5

I realize the np.islcose() function can be used to safely check floating point numbers for equality. What's tripping me up at the moment, though, is that I get varied results from using the standard <= operator. For example:

add_to = 0.05
value64 = np.float64(0.3) + add_to*4
value32 = np.float32(0.3) + add_to*4
threshold = 0.5
print('is close?')
print(np.isclose(value64, threshold))
print(np.isclose(value32, threshold))
print('is less than or equals to?')
print(value64 <= threshold)
print(value32 <= threshold)

Gives me

is close?
True
True
is less than or equals to?
True
False

Does anyone have a sensible workaround for this? I thought one option might be overload the python comparison operators for numpy floating points, and (within that function) round both floats up to, say, their 8th decimal place. But this is in a context where speed is somewhat important, and that feels a bit cumbersome.

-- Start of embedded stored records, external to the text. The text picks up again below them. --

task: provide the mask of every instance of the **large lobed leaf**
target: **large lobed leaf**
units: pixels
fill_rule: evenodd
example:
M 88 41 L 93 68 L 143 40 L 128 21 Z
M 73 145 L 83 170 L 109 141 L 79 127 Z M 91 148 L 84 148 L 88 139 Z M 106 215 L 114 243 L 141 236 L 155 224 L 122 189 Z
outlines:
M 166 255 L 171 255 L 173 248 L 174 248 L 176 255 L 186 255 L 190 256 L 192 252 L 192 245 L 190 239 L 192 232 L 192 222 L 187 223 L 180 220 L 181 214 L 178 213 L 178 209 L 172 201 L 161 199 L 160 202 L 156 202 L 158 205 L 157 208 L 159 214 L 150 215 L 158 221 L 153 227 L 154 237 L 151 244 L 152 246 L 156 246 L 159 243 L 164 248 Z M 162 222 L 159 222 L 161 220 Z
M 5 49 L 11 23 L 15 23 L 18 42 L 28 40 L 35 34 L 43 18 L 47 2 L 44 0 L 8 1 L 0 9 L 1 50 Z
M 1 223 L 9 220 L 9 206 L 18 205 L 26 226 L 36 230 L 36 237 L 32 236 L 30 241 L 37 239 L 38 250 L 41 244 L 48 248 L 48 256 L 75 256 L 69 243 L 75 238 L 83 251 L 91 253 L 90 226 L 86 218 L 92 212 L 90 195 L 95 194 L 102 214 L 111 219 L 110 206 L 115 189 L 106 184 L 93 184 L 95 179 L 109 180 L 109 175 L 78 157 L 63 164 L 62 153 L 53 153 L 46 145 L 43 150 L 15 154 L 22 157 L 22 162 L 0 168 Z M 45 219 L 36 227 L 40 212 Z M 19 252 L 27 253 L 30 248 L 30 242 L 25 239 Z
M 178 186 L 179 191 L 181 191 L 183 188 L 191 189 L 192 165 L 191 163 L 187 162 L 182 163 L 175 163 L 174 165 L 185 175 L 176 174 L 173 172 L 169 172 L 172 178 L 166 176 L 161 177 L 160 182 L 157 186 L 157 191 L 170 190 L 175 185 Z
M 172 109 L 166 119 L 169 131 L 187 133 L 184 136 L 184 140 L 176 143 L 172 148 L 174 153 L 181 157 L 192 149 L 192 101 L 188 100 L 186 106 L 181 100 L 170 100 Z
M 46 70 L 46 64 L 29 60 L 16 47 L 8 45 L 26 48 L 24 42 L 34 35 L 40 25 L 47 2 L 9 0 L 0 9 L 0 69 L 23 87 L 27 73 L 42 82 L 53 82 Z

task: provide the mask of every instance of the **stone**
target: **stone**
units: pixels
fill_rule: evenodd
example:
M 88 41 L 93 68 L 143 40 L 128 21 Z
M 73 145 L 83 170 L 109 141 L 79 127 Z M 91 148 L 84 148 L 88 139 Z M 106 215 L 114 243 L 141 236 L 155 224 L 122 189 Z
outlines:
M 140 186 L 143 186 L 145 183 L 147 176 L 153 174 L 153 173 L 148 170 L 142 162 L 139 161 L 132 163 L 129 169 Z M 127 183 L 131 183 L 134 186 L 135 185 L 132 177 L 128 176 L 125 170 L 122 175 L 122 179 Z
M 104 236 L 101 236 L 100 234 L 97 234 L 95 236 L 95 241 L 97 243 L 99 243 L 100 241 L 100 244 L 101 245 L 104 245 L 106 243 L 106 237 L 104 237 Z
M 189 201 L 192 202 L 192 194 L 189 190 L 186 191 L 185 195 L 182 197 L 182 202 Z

Thanks in advance for any help!

Chris J Harris
  • 1,597
  • 2
  • 14
  • 26
  • 1
    Part of the problem is that `value32 = np.float32(0.3) + add_to*4` upcasts the 32-bit float to a 64-bit float and the resulting value is slightly larger than expected. You can see that by directly casting it like this `print(np.float64(np.float32(0.3)))`, which outputs `0.30000001192092896`. One possible solution is to cast everything back to 32-bit when you do the comparisons, but I don't know if this would meet your performance requirements. – Craig May 02 '19 at 02:50
  • @Craig: No, the upcasted value is exactly equal to the original value. It's just displayed to higher precision, because there are closer 64-bit floats to the exact value of decimal 0.3, and NumPy wants to distinguish the value from other 64-bit floats. Printing `np.float32(0.3)`, NumPy only prints enough precision to distinguish it from other 32-bit floats. – user2357112 May 02 '19 at 02:58
  • 2
    "I realize the np.islcose() function can be used to safely check floating point numbers for equality" - no, it cannot be used that way. There is no safe, general way of comparing floating-point numbers for equality. `np.isclose` makes a different tradeoff from the `==` operator, and fails in different ways, but you cannot just replace `==` with `np.isclose` and assume you're safe now. – user2357112 May 02 '19 at 03:00
  • @Craig - thanks, this seems sensible but unfortunately I just gave it a go and it hasn't solved the problem in this case. – Chris J Harris May 02 '19 at 03:04
  • What is the actual situation in which you want to compare numbers? What are you using floating-point for? What computations are performed on the floating-point numbers? – Eric Postpischil May 02 '19 at 12:01

2 Answers2

15

You can define functions that combine < and > with isclose.

def approx_lte(x, y):
    return x <= y or np.isclose(x, y)
def approx_gte(x, y):
    return x => y or np.isclose(x, y)

These are analogous to <= and >=, except they also use np.isclose() to test for equality.

Barmar
  • 741,623
  • 53
  • 500
  • 612
  • thanks, yes, that does seem like a potential solution. The issue though is that (I have just discovered) the numpy float data type is built-in and so un-over-load-able, and that the comparison operator is intended to be used by the user in the API. So I could create the function above, but I'd have to then find some way to make sure the user always stuck to using it rather the conventional comparison operator. – Chris J Harris May 02 '19 at 02:44
  • 2
    Note that you **have to use scalars** for those functions, so perform this elementwise. Otherwise for `a = np.array([1, 1, 2])` and `b = np.array([1, 8, 1.99999999999])` `approx_lte(a, b)` (`a <= b`) returns `False` because not all elements are less but also not all elements are equal. – miile7 Jun 30 '20 at 10:40
3

According to this Difference between Python float and numpy float32, there is a difference between how python sees np.float32 and np.float64. If you actually check the intermediate values of value64 and value32, you'll see:

value32 = 0.5000000119209289
value64 = 0.5

which explains why print(value32 <= threshold) evaluates to false. Due to binary errors I doubt rounding to the eighth decimal place would be safe, as with value32 you will have 0.50000001.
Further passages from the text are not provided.